Department of Biological Chemistry, University of California, Los Angeles, Los Angeles, CA 90095, USA.
Bioinformatics. 2023 Jan 1;39(1). doi: 10.1093/bioinformatics/btac722.
Genome-wide maps of epigenetic modifications are powerful resources for non-coding genome annotation. Maps of multiple epigenetics marks have been integrated into cell or tissue type-specific chromatin state annotations for many cell or tissue types. With the increasing availability of multiple chromatin state maps for biologically similar samples, there is a need for methods that can effectively summarize the information about chromatin state annotations within groups of samples and identify differences across groups of samples at a high resolution.
We developed CSREP, which takes as input chromatin state annotations for a group of samples. CSREP then probabilistically estimates the state at each genomic position and derives a representative chromatin state map for the group. CSREP uses an ensemble of multi-class logistic regression classifiers that predict the chromatin state assignment of each sample given the state maps from all other samples. The difference in CSREP's probability assignments for the two groups can be used to identify genomic locations with differential chromatin state assignments. Using groups of chromatin state maps of a diverse set of cell and tissue types, we demonstrate the advantages of using CSREP to summarize chromatin state maps and identify biologically relevant differences between groups at a high resolution.
The CSREP source code and generated data are available at http://github.com/ernstlab/csrep.
Supplementary data are available at Bioinformatics online.
全基因组表观遗传修饰图谱是对非编码基因组注释的强大资源。多种表观遗传标记图谱已经整合到许多细胞或组织类型的细胞或组织特异性染色质状态注释中。随着越来越多的生物学相似样本的多种染色质状态图谱的可用性,需要有一种方法可以有效地总结样本组内染色质状态注释的信息,并以高分辨率识别样本组之间的差异。
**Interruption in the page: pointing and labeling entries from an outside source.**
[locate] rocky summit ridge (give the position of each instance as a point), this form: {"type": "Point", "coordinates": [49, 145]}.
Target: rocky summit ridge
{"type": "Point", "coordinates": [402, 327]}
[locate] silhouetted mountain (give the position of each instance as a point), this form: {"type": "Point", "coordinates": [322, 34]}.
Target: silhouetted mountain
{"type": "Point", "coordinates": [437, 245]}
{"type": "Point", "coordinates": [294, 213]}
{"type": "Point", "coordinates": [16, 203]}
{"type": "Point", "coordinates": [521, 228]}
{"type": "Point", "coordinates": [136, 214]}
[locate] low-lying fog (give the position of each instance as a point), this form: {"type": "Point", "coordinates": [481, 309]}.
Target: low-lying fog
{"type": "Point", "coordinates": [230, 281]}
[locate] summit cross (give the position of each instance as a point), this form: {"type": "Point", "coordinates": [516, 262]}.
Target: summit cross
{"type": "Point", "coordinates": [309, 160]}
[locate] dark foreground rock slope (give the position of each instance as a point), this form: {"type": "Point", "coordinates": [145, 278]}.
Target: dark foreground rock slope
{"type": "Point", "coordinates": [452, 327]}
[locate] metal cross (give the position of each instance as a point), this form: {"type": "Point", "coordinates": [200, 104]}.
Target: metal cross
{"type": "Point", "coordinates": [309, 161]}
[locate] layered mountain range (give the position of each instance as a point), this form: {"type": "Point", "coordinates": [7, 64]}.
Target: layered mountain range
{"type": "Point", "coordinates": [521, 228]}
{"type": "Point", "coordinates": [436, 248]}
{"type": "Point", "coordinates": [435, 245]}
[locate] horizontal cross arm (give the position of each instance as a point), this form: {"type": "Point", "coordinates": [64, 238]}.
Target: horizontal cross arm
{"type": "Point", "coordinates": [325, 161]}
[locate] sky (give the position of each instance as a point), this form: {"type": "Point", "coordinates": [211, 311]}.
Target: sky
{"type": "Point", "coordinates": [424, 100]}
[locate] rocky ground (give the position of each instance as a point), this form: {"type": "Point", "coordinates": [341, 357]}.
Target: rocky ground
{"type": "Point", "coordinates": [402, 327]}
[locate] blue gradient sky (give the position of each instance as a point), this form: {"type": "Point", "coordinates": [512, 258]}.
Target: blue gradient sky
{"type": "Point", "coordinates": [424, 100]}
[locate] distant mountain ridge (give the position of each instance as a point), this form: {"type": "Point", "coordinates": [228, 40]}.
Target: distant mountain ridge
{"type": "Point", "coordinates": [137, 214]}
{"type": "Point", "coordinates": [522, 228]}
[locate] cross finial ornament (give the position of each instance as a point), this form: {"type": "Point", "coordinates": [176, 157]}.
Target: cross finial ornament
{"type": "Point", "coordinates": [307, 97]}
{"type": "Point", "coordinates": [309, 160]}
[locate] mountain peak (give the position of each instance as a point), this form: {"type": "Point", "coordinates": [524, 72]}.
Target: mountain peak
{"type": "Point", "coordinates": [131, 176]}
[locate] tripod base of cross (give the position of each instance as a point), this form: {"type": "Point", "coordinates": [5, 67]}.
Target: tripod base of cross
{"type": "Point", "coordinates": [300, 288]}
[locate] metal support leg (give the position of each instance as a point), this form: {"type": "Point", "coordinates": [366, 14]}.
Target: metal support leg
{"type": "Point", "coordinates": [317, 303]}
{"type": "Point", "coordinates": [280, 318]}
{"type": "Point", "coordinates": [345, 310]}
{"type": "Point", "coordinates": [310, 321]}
我们开发了 CSREP,它将一组样本的染色质状态注释作为输入。然后,CSREP 概率性地估计每个基因组位置的状态,并为该组派生一个代表性的染色质状态图谱。CSREP 使用一组多类逻辑回归分类器,这些分类器根据来自所有其他样本的状态图谱预测每个样本的染色质状态分配。可以使用 CSREP 对两组的概率分配之间的差异来识别具有差异染色质状态分配的基因组位置。使用一组不同细胞和组织类型的染色质状态图谱,我们展示了使用 CSREP 总结染色质状态图谱并以高分辨率识别组间生物学相关差异的优势。
CSREP 的源代码和生成的数据可在 http://github.com/ernstlab/csrep 上获得。
补充数据可在生物信息学在线获得。